6. DON’T leave your temporary home without water. If you think this is unnecessary advice, think again. There are usually only a few days a year when you will not be dying of thirst even after a short walk. Yes, Havana is that hot-literally and otherwise. There is a good chance you will find yourself in a part of town where there will be no stores or cafes in sight, and then, you will be glad you took my advice. In any type of accommodation you choose for your stay in Havana- a casa particular, expensive hotel or a cheap (and often not so cheerful) one, you will have a small fridge in your room. So there, no excuses.
7. DON’T rent a car unless you are planning to go outside of the city. With so many options for getting around Havana-taxis, bicitaxis, coco taxis, colectivos (communal taxis) and guaguas (public buses), you really don’t need a rental. Plus, they are not cheap, in fact, you can consider yourself lucky if you pay less than $100 a day for a small Korean or Chinese car. There are not nearly enough rental cars, so often trying to find one without a prior reservation seems like an impossible task. If you are planning on going outside of the city, driving in Cuba is pure pleasure. There are usually only a few cars on the roads, you can stop pretty much anywhere you want, and you only need to watch for chickens, pigs, cows, dogs, horse and ox drawn carts, bicyclists and people walking on the side of the road.
8. DON’T plan on doing too much. If you do, the whole city and everything you’ve done may end up being just a big blur. Make sure you leave enough time to enjoy excellent Cuban coffee in the mid-morning heat somewhere in Havana Vieja, or to take an aimless stroll through a residential area of Vedado or Miramar, all the while envying the lucky people living in beautiful neocolonial houses with huge rooms and twenty foot ceilings. But whatever your idea of travel time spent wisely may be, there is one thing you simply cannot miss doing-sitting on the Malecon in the evening, with waves sloshing against the rocks behind your back, cooling the air with the help of a gentle breeze, and watching the world go by.
9. DON’T be impatient. Life is different in Cuba, but that’s one of the reasons you wanted to visit it in the first place. People are more relaxed and they take their time when doing things. It may be frustrating having to wait in a long and slow line to change money in the bank, but you might as well make the best of it and use the opportunity to strike up a conversation or take some interesting photographs. You can’t and you shouldn’t even try to change the way things work here.

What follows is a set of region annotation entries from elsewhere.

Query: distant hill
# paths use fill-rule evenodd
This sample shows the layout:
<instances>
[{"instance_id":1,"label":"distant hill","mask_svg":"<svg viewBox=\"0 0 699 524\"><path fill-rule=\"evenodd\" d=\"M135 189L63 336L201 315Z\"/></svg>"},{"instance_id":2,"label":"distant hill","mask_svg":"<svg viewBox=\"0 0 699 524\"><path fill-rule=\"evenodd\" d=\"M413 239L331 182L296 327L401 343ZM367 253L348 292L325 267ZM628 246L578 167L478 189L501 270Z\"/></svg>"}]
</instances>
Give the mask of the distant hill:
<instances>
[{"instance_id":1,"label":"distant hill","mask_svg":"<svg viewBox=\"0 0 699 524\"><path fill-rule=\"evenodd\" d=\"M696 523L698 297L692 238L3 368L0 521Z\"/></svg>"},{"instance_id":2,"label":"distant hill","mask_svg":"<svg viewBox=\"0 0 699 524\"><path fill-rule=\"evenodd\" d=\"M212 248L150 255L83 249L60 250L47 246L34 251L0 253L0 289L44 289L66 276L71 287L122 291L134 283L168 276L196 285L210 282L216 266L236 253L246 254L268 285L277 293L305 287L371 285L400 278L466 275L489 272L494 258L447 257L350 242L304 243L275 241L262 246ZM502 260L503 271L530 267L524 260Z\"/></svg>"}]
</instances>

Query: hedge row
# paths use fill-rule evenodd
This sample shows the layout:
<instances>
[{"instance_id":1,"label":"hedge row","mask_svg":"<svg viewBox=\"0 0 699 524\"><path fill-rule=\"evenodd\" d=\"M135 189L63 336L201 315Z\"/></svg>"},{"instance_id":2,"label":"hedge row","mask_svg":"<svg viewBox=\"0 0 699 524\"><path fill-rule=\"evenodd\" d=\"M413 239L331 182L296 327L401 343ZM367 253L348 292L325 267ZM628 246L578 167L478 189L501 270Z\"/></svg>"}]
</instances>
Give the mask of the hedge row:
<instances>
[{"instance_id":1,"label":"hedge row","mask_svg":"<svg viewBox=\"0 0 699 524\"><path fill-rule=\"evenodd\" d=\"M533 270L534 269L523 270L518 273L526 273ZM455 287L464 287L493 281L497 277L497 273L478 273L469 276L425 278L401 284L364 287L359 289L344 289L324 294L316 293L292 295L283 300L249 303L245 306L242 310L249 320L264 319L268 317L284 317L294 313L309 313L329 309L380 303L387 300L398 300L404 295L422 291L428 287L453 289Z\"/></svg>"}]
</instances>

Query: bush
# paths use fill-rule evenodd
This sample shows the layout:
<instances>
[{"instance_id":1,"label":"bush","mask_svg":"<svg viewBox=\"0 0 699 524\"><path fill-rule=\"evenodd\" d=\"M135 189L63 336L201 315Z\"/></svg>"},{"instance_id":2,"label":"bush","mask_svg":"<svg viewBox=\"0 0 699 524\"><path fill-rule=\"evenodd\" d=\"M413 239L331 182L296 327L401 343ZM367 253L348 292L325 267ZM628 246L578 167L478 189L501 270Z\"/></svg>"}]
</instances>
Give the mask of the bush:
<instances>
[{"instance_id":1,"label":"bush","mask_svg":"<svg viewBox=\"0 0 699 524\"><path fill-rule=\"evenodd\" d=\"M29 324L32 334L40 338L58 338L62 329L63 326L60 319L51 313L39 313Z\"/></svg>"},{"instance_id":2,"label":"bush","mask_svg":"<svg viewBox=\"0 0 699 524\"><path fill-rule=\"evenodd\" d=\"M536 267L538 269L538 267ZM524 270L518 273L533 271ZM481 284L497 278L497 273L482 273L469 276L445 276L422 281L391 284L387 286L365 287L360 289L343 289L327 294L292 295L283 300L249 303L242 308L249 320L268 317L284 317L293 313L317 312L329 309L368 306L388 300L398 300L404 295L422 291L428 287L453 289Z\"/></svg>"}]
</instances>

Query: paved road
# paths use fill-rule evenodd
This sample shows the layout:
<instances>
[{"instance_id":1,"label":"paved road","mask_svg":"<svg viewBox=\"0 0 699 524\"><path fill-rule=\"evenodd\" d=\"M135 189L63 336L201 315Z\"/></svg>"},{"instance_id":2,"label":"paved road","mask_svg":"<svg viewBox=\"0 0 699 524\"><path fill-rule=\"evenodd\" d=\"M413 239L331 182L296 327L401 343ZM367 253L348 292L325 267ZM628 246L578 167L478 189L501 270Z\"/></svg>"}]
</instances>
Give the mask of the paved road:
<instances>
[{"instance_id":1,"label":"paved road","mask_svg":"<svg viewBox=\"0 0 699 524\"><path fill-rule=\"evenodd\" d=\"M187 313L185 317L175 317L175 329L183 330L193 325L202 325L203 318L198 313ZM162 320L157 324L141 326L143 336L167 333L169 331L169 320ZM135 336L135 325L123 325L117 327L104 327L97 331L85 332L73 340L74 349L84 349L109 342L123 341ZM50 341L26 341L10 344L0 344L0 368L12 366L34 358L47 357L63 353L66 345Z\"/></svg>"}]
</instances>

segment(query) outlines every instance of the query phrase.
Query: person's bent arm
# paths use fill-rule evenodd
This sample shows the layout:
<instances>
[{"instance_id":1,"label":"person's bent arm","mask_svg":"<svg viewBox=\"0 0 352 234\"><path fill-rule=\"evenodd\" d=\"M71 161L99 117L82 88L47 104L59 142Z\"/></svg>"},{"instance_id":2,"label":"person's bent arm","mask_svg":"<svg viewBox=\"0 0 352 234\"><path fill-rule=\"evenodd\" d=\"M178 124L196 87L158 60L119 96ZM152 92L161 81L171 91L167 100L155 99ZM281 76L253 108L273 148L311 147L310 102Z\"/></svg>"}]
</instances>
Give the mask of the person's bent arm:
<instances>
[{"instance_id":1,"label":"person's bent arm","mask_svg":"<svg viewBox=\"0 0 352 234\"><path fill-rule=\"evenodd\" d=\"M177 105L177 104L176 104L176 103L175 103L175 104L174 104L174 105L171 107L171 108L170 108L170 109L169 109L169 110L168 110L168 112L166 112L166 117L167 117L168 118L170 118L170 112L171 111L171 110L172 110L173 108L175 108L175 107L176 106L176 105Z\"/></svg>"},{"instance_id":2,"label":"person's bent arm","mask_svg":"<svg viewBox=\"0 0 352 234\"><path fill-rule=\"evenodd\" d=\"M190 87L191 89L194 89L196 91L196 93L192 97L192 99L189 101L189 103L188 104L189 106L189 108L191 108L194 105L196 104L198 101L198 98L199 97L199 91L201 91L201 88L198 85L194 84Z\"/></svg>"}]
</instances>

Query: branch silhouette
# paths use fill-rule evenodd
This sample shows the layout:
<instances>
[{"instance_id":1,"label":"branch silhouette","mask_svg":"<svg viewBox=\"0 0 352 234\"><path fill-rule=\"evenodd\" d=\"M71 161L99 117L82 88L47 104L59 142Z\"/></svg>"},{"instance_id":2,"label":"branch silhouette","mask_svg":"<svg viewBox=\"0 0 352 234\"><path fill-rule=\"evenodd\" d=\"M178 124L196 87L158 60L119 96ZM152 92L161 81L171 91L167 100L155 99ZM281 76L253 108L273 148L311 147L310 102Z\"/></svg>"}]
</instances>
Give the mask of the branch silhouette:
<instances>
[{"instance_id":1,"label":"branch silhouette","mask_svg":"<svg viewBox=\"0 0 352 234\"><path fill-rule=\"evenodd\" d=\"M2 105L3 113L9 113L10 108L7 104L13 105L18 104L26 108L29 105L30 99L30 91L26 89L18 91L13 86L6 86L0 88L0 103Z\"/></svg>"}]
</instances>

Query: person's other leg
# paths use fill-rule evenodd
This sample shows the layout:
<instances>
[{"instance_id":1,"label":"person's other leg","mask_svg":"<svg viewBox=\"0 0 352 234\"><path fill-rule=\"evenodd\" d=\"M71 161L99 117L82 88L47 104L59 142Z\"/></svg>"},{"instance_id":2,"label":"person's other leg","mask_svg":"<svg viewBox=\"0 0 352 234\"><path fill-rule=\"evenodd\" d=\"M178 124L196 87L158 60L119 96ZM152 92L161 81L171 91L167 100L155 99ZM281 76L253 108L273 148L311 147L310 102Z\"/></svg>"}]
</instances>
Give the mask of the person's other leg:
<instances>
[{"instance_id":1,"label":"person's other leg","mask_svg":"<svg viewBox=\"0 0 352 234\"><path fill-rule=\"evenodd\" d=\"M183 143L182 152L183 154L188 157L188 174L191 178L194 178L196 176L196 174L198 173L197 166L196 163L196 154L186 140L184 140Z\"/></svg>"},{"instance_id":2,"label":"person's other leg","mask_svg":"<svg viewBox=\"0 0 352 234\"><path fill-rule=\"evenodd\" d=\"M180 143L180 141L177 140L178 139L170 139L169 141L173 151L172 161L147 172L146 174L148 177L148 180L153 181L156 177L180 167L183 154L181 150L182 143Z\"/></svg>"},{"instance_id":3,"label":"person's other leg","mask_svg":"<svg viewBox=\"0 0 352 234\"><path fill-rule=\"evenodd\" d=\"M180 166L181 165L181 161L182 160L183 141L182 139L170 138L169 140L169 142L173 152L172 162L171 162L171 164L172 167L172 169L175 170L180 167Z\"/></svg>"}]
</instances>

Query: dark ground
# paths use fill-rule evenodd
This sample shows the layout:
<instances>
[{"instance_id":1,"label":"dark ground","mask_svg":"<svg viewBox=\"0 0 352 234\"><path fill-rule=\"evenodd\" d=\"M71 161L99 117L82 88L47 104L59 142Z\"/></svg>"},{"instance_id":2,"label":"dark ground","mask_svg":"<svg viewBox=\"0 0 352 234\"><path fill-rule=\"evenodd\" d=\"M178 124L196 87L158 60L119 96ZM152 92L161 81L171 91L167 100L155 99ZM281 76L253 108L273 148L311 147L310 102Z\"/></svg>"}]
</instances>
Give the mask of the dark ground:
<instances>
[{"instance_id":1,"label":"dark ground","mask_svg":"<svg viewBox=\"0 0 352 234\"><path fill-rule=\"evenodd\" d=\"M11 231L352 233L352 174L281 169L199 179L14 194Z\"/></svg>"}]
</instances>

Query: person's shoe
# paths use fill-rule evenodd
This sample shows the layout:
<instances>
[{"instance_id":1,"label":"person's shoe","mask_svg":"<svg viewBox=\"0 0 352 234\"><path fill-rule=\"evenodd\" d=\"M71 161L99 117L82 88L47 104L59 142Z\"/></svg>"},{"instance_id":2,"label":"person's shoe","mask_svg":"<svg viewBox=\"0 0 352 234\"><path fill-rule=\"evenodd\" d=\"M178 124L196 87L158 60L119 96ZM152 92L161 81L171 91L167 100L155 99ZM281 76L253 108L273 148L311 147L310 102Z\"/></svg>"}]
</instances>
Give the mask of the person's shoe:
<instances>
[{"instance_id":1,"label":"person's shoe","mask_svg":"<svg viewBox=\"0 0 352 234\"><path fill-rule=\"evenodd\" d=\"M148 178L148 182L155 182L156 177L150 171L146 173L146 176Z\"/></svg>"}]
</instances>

10. DON’T believe everything you’ve read and heard about Cuba. Remember that even the best books and travel guides were written by a person and will, in some way, reflect personal views which may not be the same as yours. On the contrary, this doesn’t mean you shouldn’t read any of them. Cuba is a complex country and to be able to understand its past and present, you need to be well informed. So, in order not to contradict myself-don’t even take any of my advice for granted.